Aus einem abgehörten Gespräch geht hervor, dass sich Mitglieder von "Knockout 51" auch über ihre Gewalt- und Mordphantasien austauschten. Nach der "Revolution", höhnten die Neonazis am Tag der Bundestagswahl 2021 etwa, würden Linke an den Straßenlaternen aufgehängt werden.

Gewaltbereitschaft "sehr hoch"

Das Bundesamt für Verfassungsschutz stuft die Gewaltbereitschaft innerhalb der Neonazi-Szene derzeit grundsätzlich als "sehr hoch" ein. "Gewalttätige Übergriffe von Rechtsextremisten auf tatsächliche und vermeintliche Linksextremisten werden in der gewaltorientierten rechtsextremistischen Szene als legitime Form der Auseinandersetzung angesehen", sagt ein Sprecher des Verfassungsschutzes STRG_F. Auch demokratische Politiker und zivilgesellschaftliche Akteure zählen die Neonazis demnach zu den "Linksextremisten".

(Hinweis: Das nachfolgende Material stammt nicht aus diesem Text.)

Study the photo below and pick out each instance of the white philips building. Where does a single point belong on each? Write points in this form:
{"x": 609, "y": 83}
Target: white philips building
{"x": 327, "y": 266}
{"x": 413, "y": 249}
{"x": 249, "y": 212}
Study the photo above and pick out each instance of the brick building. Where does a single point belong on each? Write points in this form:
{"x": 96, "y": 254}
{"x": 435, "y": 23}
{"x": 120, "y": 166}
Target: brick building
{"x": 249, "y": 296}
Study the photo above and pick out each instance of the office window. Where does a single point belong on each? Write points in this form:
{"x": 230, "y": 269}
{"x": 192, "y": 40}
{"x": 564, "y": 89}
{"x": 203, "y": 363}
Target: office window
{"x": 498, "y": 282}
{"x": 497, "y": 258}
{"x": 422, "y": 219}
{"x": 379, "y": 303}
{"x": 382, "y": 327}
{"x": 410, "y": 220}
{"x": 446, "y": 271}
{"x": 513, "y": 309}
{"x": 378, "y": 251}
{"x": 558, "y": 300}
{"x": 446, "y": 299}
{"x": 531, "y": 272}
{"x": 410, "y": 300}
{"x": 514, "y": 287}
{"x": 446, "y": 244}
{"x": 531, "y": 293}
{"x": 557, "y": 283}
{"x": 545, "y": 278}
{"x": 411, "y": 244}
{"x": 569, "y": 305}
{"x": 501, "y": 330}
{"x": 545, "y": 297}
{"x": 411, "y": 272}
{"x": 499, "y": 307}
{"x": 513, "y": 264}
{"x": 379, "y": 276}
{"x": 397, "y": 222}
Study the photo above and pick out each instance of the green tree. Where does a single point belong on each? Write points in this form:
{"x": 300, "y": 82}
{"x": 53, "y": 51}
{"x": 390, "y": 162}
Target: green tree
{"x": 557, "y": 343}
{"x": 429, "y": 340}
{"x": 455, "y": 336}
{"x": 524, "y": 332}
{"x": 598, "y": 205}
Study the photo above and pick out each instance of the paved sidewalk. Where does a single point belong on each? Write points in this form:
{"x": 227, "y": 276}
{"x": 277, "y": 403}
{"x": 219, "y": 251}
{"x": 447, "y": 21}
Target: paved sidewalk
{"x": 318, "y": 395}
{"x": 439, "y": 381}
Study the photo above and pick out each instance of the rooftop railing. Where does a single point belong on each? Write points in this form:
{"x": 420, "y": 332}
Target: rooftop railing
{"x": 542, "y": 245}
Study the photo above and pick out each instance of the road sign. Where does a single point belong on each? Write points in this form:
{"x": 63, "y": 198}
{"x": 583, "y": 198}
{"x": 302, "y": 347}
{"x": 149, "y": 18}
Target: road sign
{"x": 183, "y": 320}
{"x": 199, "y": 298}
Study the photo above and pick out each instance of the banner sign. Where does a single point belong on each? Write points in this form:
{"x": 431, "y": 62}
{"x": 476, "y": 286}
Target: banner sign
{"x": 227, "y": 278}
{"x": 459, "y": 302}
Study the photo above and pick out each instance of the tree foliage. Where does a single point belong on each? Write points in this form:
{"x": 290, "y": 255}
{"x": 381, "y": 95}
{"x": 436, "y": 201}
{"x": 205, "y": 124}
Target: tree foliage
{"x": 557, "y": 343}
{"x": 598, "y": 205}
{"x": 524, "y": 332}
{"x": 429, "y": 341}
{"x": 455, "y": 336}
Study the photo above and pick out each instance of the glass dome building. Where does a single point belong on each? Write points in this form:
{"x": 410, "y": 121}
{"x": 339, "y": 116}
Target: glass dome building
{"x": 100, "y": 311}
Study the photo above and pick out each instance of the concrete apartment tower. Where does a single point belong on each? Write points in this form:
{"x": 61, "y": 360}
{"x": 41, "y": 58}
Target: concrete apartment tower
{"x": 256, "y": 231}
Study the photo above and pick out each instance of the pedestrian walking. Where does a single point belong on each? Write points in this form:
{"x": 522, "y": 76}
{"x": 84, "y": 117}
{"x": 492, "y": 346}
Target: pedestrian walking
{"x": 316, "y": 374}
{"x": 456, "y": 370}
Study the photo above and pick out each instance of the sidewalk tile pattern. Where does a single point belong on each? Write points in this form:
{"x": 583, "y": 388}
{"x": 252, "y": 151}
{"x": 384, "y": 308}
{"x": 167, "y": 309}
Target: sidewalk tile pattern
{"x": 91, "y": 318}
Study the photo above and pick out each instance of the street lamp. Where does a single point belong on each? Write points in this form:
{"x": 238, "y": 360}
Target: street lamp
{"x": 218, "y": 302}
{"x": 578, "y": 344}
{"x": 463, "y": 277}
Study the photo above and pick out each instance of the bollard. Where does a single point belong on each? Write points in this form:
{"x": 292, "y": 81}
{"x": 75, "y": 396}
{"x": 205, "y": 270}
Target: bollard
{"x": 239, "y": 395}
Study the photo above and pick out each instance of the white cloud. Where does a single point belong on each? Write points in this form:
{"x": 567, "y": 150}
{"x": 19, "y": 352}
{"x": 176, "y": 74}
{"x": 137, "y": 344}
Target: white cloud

Das Thüringer Oberlandesgericht in Jena muss noch über die Zulassung der Anklage gegen die vier Hauptverdächtigen entscheiden. Seit April vergangenen Jahres sitzen sie in Untersuchungshaft. Ihre Verteidiger ließen Anfragen zu dem Verfahren unbeantwortet. Auch Patrick Wieschke sowie der Trägerverein der NPD-Zentrale wollten sich auf Nachfrage von STRG_F nicht zu den Vorwürfen äußern.